I-TEAM | Investigating broken policies at Augusta Fire Department
AUGUSTA, Ga. (WRDW/WAGT) - An I-Team investigation into broken policies at the Augusta Fire Department has city leaders talking.
”When it comes to policy and procedures there is a lot to consider,” said Fire Chief Antonio Burden.
We’re hearing from the city’s fire chief for the first time three months after our I-Team first started asking questions about how Nichoel Gaither died. She was the Augusta woman heard on a 911 recording pleading for help because she couldn’t breathe.
Firefighters were standing right outside her door but would not go in without a sheriff’s deputy, per their policy. And as I-Team’s Liz Owens reports, what’s critical here is she gave permission to 911 for someone to bust down her door.
Every week since we shared Nichoel’s story with you, we have asked for an update on that policy. The fire department has stopped responding, but today did give a brief update to commissioners on the public safety committee.
On Tuesday, Burden told commissioners he’s reviewing his department’s policies.
“Creating policy can be a rather laborious process and not taking lightly so we are in the beginning stages of that,” he said. “There we change immediately and some that will take a little bit more time.”
Gaither did not have time.
911 tape: “Please help (I live alone. I can’t make it to the door. They may have to bust down the door, OK.)”
Two days after our story aired in September, Burden’s public information officer sent this email to the city administrator’s office:
“I spoke with Chief Burden. He’s meeting with Commissioner Clark tomorrow. Hopefully, this doesn’t hit the public forum and allow the rest of the media to jump in on it.”

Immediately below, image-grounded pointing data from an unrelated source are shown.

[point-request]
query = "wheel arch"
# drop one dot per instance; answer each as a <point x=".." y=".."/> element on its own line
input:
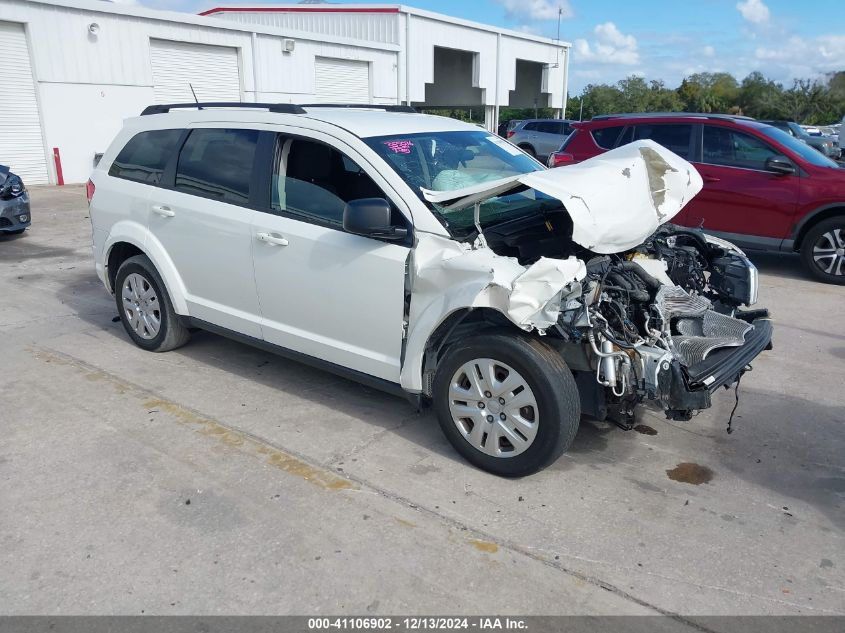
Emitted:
<point x="454" y="326"/>
<point x="813" y="218"/>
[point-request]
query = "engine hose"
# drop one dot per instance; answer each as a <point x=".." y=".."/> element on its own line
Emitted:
<point x="698" y="238"/>
<point x="636" y="294"/>
<point x="651" y="282"/>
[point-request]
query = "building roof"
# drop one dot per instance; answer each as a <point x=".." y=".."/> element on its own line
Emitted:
<point x="378" y="8"/>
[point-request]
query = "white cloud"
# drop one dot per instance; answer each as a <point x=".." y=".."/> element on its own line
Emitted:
<point x="799" y="57"/>
<point x="536" y="10"/>
<point x="610" y="46"/>
<point x="755" y="11"/>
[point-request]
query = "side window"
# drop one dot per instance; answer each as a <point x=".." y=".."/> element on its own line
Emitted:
<point x="316" y="181"/>
<point x="723" y="146"/>
<point x="605" y="137"/>
<point x="673" y="137"/>
<point x="217" y="163"/>
<point x="145" y="155"/>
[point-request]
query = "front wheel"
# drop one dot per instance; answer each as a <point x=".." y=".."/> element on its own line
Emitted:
<point x="507" y="403"/>
<point x="823" y="250"/>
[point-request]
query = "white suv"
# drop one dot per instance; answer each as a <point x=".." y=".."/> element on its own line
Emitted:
<point x="427" y="257"/>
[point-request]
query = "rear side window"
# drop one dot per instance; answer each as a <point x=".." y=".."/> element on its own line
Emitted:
<point x="605" y="137"/>
<point x="674" y="137"/>
<point x="551" y="127"/>
<point x="724" y="146"/>
<point x="145" y="155"/>
<point x="217" y="164"/>
<point x="314" y="181"/>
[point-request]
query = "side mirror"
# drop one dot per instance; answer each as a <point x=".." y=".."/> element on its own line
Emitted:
<point x="371" y="217"/>
<point x="780" y="165"/>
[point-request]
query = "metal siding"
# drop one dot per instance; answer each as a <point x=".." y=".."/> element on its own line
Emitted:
<point x="341" y="81"/>
<point x="369" y="27"/>
<point x="211" y="70"/>
<point x="21" y="143"/>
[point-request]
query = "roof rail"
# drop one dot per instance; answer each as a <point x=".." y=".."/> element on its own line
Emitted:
<point x="284" y="108"/>
<point x="700" y="115"/>
<point x="364" y="106"/>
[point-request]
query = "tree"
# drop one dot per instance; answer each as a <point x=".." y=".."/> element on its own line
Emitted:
<point x="760" y="98"/>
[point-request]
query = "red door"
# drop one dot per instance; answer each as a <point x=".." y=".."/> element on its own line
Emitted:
<point x="739" y="195"/>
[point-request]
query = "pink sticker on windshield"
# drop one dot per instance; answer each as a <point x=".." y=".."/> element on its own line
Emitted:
<point x="400" y="147"/>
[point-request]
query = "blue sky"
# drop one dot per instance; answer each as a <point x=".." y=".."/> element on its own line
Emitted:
<point x="658" y="39"/>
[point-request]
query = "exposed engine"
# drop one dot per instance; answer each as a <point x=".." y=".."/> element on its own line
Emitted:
<point x="657" y="319"/>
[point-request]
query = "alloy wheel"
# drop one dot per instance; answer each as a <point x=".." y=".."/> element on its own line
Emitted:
<point x="829" y="252"/>
<point x="141" y="306"/>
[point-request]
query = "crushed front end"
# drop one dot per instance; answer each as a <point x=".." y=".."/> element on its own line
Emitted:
<point x="662" y="323"/>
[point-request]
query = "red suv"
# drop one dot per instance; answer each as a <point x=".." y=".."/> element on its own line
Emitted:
<point x="763" y="189"/>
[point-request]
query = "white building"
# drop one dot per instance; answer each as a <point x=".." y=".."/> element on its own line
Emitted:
<point x="72" y="70"/>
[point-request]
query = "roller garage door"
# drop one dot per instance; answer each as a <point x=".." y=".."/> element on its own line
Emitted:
<point x="21" y="144"/>
<point x="342" y="80"/>
<point x="211" y="70"/>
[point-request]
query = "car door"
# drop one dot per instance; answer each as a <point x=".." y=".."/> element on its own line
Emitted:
<point x="740" y="196"/>
<point x="202" y="218"/>
<point x="324" y="292"/>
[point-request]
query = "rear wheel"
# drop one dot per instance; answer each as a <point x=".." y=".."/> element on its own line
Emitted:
<point x="145" y="309"/>
<point x="507" y="403"/>
<point x="823" y="250"/>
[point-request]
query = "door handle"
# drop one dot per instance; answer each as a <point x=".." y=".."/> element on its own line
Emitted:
<point x="269" y="238"/>
<point x="163" y="210"/>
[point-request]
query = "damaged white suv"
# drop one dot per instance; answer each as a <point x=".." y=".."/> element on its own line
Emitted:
<point x="428" y="257"/>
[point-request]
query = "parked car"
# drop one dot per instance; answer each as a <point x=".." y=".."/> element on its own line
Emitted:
<point x="423" y="256"/>
<point x="823" y="144"/>
<point x="763" y="188"/>
<point x="15" y="215"/>
<point x="540" y="137"/>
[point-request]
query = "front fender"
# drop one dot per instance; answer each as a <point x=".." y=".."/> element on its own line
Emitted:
<point x="127" y="231"/>
<point x="447" y="276"/>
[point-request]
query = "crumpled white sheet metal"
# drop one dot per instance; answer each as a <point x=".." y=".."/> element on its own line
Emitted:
<point x="615" y="200"/>
<point x="448" y="272"/>
<point x="448" y="276"/>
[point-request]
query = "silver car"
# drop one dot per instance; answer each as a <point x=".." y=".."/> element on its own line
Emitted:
<point x="540" y="137"/>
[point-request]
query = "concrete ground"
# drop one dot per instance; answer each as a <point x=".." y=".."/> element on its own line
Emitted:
<point x="219" y="479"/>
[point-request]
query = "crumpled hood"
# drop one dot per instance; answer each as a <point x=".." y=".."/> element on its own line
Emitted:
<point x="616" y="200"/>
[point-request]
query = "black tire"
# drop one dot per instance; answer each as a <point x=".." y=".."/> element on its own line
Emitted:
<point x="172" y="332"/>
<point x="528" y="150"/>
<point x="832" y="227"/>
<point x="548" y="377"/>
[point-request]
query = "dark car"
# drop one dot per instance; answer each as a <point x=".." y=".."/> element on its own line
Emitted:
<point x="763" y="189"/>
<point x="14" y="203"/>
<point x="825" y="145"/>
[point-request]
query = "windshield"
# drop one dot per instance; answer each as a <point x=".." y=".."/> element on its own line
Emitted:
<point x="808" y="153"/>
<point x="446" y="161"/>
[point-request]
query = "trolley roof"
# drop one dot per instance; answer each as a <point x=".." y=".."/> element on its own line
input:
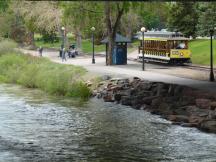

We told the Fire Department we will be checking in every week to find out if the policy that cost Nichoel her life will be changed.
Burden tells the city administrator News 12 was asking questions in an email:
“Wanted to bring the following to your attention. ... As stated in the previous response this information will be requested weekly.”
The chief sends the administrator a second email the same day:
“We have received several media requests regarding the crest drive call for service, and the policy/procedures in place...which some media outlets have called into question.”
The administrator later replies:
“Since many of these policies have not been updated in quite some time, and the high level of scrutiny around emergency services, I would like to see some sort of public update on the process to the commission once you’ve had an opportunity to move the effort forward.”
Burden followed through with the administrator’s request for a public update Tuesday:
“When it comes to policy and procedures I feel its really important to take a meticulous more proactive approach to policies and procedures as opposed to being reactionary,” said Burden.
“I know we all have concerns about certain policies being effective immediately,” said Commissioner John Clarke. “Get these new policies implemented as quickly as we can. ... And I am sure you can do that with the help of the administrator and the legal department.”
Another email the I-Team obtained shows the chief has drafted changes to the forced entry policy. Firefighters would not be required to wait on a deputy before going into a home to help someone. The draft of the policy is not yet signed.
A consultant paid with your tax dollars told commissioners to look into the department’s policies and procedures last November. That was eight months before Chief Burden was hired. The chief says he’s consulting with other fire chiefs in other cities, the HR department, and the law department to get this right.